First, you could create a dedicated user account for running Jenkins. If you enable fast user switching, you can continue using your Mac while Jenkins runs as another user.

If you are the only one who needs to use Jenkins, you could tell Jenkins to bind to loopback interface only: --httpListenAddress=127.0.0.1

If Jenkins needs to be usable to people on the network, you can turn on Jenkins security, forcing people to log in before they can see interesting things or make any changes. You can even assign people to groups that have various permissions. See https://wiki.jenkins-ci.org/display/JENKINS/Securing+Jenkins for the details.

For extra security, you could do both of the above and run a reverse proxy, which controls access to Jenkins. Proxy servers often have more sophisticated access control mechanisms than Jenkins has.

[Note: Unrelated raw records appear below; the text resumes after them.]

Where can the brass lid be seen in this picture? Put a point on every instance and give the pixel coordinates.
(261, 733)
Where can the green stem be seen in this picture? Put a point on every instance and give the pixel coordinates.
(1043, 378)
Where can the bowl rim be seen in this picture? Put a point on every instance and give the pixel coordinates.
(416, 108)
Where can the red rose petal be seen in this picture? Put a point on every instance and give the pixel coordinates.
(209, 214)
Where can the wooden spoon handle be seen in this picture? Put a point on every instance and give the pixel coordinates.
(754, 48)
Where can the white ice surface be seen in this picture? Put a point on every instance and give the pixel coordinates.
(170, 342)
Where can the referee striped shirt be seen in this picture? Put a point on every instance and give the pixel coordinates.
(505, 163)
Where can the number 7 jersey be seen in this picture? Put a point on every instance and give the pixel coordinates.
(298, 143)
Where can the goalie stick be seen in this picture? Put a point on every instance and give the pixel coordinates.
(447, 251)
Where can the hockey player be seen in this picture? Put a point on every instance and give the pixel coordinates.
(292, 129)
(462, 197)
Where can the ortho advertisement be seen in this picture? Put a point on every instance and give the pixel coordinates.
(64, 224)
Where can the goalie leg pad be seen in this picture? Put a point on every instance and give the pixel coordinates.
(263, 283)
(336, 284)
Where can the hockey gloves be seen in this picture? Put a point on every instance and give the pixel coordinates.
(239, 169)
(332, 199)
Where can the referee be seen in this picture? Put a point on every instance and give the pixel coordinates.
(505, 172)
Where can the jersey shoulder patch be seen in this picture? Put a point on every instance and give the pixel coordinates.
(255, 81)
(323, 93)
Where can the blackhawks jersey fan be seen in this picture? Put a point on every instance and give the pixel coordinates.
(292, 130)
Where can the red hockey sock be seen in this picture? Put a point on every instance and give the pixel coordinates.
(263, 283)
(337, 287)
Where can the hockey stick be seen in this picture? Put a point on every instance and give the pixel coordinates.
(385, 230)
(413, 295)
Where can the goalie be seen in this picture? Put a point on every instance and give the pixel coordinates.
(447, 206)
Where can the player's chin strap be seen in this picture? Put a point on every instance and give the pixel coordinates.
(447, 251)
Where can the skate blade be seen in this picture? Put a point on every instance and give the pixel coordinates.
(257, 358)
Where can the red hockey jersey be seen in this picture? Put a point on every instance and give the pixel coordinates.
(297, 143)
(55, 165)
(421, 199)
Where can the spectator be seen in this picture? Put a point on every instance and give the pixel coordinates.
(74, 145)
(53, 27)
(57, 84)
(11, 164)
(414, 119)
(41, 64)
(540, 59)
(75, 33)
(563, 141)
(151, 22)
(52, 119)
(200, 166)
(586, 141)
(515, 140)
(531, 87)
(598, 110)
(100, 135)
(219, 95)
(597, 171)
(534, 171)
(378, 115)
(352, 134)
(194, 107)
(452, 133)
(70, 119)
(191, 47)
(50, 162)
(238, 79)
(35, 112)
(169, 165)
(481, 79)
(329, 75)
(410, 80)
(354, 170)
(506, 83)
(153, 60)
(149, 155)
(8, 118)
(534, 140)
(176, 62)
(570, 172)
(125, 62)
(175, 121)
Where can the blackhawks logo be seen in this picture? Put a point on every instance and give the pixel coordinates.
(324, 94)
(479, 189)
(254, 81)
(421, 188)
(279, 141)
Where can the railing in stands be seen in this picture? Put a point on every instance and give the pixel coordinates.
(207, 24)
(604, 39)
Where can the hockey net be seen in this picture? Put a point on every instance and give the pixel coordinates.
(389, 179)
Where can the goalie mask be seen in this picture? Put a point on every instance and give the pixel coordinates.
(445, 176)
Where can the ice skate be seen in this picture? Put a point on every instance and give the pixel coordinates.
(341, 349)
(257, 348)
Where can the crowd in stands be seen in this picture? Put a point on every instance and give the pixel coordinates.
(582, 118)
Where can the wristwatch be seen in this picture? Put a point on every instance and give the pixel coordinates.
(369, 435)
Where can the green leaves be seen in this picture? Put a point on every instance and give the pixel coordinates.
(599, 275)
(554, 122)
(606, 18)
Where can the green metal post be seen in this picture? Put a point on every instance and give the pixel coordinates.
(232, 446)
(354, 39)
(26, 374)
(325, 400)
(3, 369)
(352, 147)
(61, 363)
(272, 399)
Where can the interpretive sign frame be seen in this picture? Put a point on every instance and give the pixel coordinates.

A sample Apache config file for setting up such a proxy would be something like:

ProxyPass         /jenkins  http://localhost:8080/jenkins
ProxyPassReverse  /jenkins  http://localhost:8080/jenkins
ProxyRequests     Off
<Proxy http://localhost:8080/jenkins*>
  Order allow,deny
  Allow from localhost
  Allow from 192.168.1
  Allow from .local
</Proxy>

You could combine this with Jenkins command line:

--httpListenAddress=127.0.0.1 --ajp13Port=-1 --prefix=/jenkins

There is no need to disable HTTPS port, because it is disabled by default. The --prefix is needed to for Jenkins to operate correctly after it is no longer at the root of the server.

Tips

If you want to move JENKINS_HOME directory (the directory where Jenkins keeps the builds and job configurations), you can do it by setting JENKINS_HOME environment variable. Because Jenkins.app uses launchd to run Jenkins, you must ask launchd to set JENKINS_HOME.

launchctl setenv JENKINS_HOME /new/path/to/jenkins_home

You have to do it before starting Jenkins.app. If you wan to make the change permanent, study man launchctl and man launchd.conf

Actually, I've found launchd does not execute the commands in launchd.conf and this tip does not work across logouts.

Technical details

Jenkins.app is a simple AppleScript application. (Meaning, you start AppleScript Editor, create a script, then save it as application bundle.)

It is a stay-running-kind-of script. It just downloads jenkins.war, asks the user to specify the command-line and then runs java -jar jenkins.war.

Or it doesn't actually run Jenkins, it outsources the responsibility to launchd, which is better equipped to handle this anyway. An AppleScript cannot wait until a subprocess dies and then restart it. Launchd can. Another benefit is that anything written to stdout and stderr by Jenkins automatically goes to system log. (You can easily view the system log using the Console.app in /Applications/Utilities.)

TODO

Improvement ideas and bugs can be submitted to https://github.com/stisti/jenkins-app/issues

There are already a few and some of them are such that I think they are beyond the capability of a simple AppleScript. I may have to create an actual Cocoa app. (Although I have managed to push the AppleScript much further than I originally thought possible.)